As Miami Beach considers an historic $1 billion upgrade of its convention center, the resort city also must decide how big of a bet to place on a major turnaround in the meeting business.
Increased bookings are crucial for keeping the upgraded convention center from needing even larger subsidies than are required by the two proposals set for a showdown vote by the Miami Beach City Commission on Wednesday.
Currently, the out-dated convention center counts on about $5 million a year from county hotel taxes to cover operating losses and ongoing maintenance expenses. But thanks to roughly $600 million in public funds required for construction, the cost to city and county taxpayers would increase significantly with an upgraded center, to about $30 million a year, according to a Miami Herald analysis of the proposals filed by the two development teams pursuing the project.

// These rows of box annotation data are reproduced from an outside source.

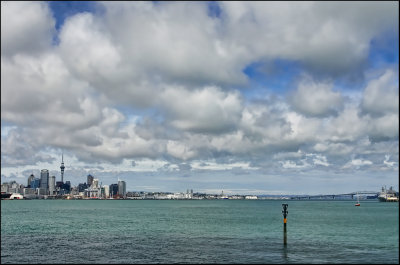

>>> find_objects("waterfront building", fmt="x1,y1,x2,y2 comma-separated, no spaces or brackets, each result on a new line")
63,180,71,193
78,182,89,192
1,182,9,193
118,180,126,197
90,179,99,189
102,185,110,198
23,188,35,198
110,184,118,198
40,169,49,193
36,188,47,195
27,174,35,188
60,154,65,183
30,178,40,190
87,174,93,187
49,176,56,195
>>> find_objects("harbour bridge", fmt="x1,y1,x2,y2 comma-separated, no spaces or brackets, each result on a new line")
289,191,379,200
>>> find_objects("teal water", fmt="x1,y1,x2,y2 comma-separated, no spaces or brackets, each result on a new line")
1,200,399,263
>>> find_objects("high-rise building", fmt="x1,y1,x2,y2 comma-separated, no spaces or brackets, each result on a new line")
90,179,100,189
110,184,119,198
49,176,56,195
118,180,126,197
40,169,49,193
28,174,35,188
60,154,65,183
31,178,40,190
103,185,110,198
87,174,93,187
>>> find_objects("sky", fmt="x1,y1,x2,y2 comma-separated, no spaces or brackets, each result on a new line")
1,1,399,195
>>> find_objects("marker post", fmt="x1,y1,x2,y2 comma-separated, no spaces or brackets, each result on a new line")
282,203,289,245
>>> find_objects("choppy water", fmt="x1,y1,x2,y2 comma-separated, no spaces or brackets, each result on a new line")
1,200,399,263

Those costs would be lower if rents from a privately operated hotel attached to the convention center and nearby retail outlets end up higher than forecast. Both developers — Atlanta’s Portman Holdings and a consortium known as South Beach ACE led by New York’s Tishman Hotel and Realty — expect to pay the city more than their minimum obligations.
But the public costs also could be higher if the upgraded convention center doesn’t match expectations for a significant boost in a city where hotels often balk at the discount room rates demanded by large groups. With enough public debt to rival the $550 million Miami and Miami-Dade borrowed to build Marlins Park, some city leaders are questioning whether the Miami Beach plan is too ambitious.
“The convention center should be brought up-to-date, yes,” City Commissioner Jonah Wolfson said. “Should we bury ourselves in a mountain of debt to do it? No.”
The pursuit of more convention dollars puts Miami Beach on the front lines of an ongoing national debate over tourism subsidies. Critics describe an arms race among cities spending millions to upgrade their money-losing convention centers in order to compete with rival destinations. Backers of the Miami Beach plan see the dated center as turning off top-tier corporate groups and industry gatherings.
“We’re selling a 25-year-old piece of [junk],’’ said Stuart Blumberg, a longtime advocate for Miami-Dade’s hotel industry and chairman of an advisory panel overseeing the center. “Conventions want to come here. This is the hottest place in the world. They say, ‘We love your city. But your hall stinks.’ End of story.”
The city estimates the convention center generates about 235,000 overnight stays a year. That is roughly 4 percent of the 4.6 million stays recorded by Miami Beach hotels last year, according to information from Smith Travel Research and the Greater Miami Convention and Visitors Bureau.
“Conventions are a very small portion of our business,’’ said Max Sklar, Miami Beach’s tourism director. “There is definitely a large potential for growth there.”
A top target for that growth from a new center would be deep-pocketed medical groups. As many as 20,000 members of the American Association of Orthodontists gather each year for a convention, and Miami would be a big draw, said director Chris Vranas But with the current center’s Spartan layout, Miami Beach can’t offer the selection of modern lecture rooms the group needs for the gathering.